At the end of this paper you will find an extensive listing of the majority of time and billing software packages available today. Some are highly sophisticated, and some are very simple. What will be right for your firm will be more determined by your needs and the requirements of your clients, rather than by the size of your firm. Some of these packages include automated timekeeping tools, e.g. pop-up timers. 

Most of these software companies have either a web-based demonstration, or a demonstration CD they will send you. It is always important to do your homework before you buy software, so look around and make sure you ask lots of questions!

There is also the option to enter time directly into a Case/Practice Management software package. Many such software packages have time & billing integrated within, others will more than likely be able to link with your firm billing system. At the end of this paper you will find an extensive list containing most of the available packages today. Those which have integrated time & billing and/or general ledger are marked.

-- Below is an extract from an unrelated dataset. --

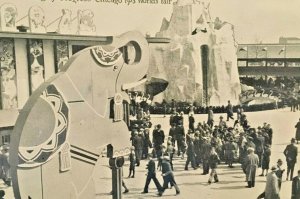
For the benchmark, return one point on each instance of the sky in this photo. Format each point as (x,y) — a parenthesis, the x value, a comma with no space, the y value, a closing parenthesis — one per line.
(254,20)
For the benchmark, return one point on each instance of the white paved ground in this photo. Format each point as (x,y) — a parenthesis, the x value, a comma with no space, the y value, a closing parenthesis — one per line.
(194,185)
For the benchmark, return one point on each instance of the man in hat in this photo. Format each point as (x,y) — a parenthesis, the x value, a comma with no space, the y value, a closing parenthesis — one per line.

Again, most of these software companies have either a web–based demonstration, or a demonstration CD they will send you. It is always important to do your homework before you buy software, so look around and make sure you ask lots of questions! After you have made your selections and narrowed your focus of software to just a few possibilities, you should contact a qualified consultant to assist your firm with an in-house demonstration which answers any remaining questions, and then work with the consultant of the selected product to install, customize and train everyone on its proper use. Training is essential.

Contact your local Practice Management Advisor for recommendations of quality consultants you can contact.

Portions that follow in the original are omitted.